Так ли прост и общедоступен "этот образ сравниваемой с птицей головы"? "На шее ноги". Прозаически следовало бы "на ноге шеи". "Машет ушами"... Скажут: болезненная фантазия... В том то и дело, что раз человек заговорил о своей болезни - нужно дать о ней представление, нужно заставить ее почувствовать эту болезнь. И сложности ее соответствующей этому сложному образу, который никак не влезает в определение "всем понятной" мигрени.

"Чорный человек, чорный, чорный" и еще раз "чорный человек". Как бы боясь, что эпитет этот пройдет мимо ушей, не запомнившись, как бы не желая, чтобы его приняли лишь за поэтическую расцветку - повторяет Есенин. Упорным нажимом интонации, он как бы хочет отделить, материализовать этот призрак от остальных представлений.

Чорный человек

Водит пальцем по мерзкой книге,

И гнусавя надо мною,

Как над усопшим монах,

Читает мне жизнь

Какого-то прохвоста и забулдыги,

Нагоняя на душу тоску и страх.

Чорный человек,

Чорный, чорный.

Призрак продолжает материализоваться. Галлюцинация охватывает не только зрение, но и слух. До малейших деталей возникает образ начетчика четьи-миней, впервые подавивших тоской и страхом сердце Есенина. "Водит пальцем по мерзкой книге"... А ведь эта книга - книга жизни самого поэта.

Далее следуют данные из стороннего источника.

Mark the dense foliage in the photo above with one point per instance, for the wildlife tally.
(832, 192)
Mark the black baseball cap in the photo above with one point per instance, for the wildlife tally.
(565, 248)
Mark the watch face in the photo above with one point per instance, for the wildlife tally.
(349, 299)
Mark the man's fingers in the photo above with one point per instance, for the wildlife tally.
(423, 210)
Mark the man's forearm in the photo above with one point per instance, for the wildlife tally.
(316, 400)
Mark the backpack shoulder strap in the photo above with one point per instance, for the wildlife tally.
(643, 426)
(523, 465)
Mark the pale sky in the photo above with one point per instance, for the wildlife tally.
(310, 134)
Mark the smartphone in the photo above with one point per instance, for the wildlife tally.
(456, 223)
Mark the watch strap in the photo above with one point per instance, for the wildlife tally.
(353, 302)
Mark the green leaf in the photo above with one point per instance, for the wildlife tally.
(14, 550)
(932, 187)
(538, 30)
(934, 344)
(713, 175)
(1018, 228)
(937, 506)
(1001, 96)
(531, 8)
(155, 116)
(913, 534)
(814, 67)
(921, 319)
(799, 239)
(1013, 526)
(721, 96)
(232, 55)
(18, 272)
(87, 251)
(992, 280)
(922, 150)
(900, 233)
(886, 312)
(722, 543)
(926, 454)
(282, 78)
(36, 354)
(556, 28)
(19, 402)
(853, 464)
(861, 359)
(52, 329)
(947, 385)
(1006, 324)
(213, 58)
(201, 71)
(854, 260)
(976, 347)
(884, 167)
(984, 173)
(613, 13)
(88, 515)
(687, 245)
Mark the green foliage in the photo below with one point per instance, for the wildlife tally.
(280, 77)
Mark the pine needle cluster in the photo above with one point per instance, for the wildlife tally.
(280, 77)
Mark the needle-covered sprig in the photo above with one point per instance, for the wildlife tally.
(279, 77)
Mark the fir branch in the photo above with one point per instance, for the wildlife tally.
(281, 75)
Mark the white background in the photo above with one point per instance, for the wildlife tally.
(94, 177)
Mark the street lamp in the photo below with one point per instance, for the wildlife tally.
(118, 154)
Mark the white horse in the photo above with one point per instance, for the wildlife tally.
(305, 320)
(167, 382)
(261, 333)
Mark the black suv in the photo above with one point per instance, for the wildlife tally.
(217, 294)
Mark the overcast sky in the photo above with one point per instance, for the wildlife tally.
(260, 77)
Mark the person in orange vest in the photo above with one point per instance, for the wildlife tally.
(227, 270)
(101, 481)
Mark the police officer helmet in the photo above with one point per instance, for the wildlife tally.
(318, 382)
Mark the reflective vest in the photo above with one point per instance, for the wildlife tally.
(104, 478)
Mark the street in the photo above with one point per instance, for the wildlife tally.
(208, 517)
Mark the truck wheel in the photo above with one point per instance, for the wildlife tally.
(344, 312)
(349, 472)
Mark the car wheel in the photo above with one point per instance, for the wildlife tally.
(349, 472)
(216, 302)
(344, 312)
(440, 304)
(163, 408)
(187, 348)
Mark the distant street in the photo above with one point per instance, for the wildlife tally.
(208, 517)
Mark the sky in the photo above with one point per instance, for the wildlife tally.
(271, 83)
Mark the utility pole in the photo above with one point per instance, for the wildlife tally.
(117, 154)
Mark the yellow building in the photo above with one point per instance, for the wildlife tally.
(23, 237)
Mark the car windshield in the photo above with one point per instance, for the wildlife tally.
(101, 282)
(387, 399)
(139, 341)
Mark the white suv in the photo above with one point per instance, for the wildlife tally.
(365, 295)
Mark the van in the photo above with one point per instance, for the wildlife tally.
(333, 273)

Ведь эта та самая "Голубиная книга", в страницах которой так жадно копошились руки его почитателей.

Слушай, слушай, -

Бормочет он мне. -

В книге много прекраснейших

Мыслей и планов.

Этот человек

Проживал в стране

Самых отвратительных

Громил и шарлатанов.

О каких "громилах и шарлатанах" говорится здесь? Конечно, - переводя образ из поэтически разбойничьей перспективы в реально-бытовую, - те громилы, в угоду которым превращалась жизнь Есенина, в жизнь "какого-то прохвоста и забулдыги". Конечно, те шарлатаны, которые продолжали кликушествовать о "Голубой Руси", отлично понимая, что романтика ее ведет к опоэтизированию именно тех ее качеств инертности, патриархальности, религиозности, которые тормозят ее движение вперед. Этих "самых отвратительных" громил и шарлатанов, громил всякого нового душевного движения и шарлатанов поэтической алхимии ненавидел Есенин всем гневом своего поэтического темперамента. Ненавидел, потому что он должен был равняться по их рядам, должен был окрашивать свое творчество в привычный им цвет; потому что нет у нас в поэзии радости от сильной, честной, прямой строки, потому что нужно в ней прикидываться либо отчаянным прохвостом и забулдыгой, либо проповедником и моралистом, излагающем в рифмах всем понятные и доступные истины.

В декабре в той стране

Снег до дьявола чист,

И метели заводят

Веселые прялки.

Был человек тот авантюрист,

Но самой высокой

И лучшей марки.

Как отлично построена эта строфа. Чистота снега мастерски тонко ассоциирована с "самой высокой и лучшей маркой" и бедного авантюриста, вся авантюра которого заключалась в судоржных поисках способов сохранить и пронести через безлюдное поле поэтического восприятия, облик поэта во что бы то ни стало, хотя бы ценой собственной гибели.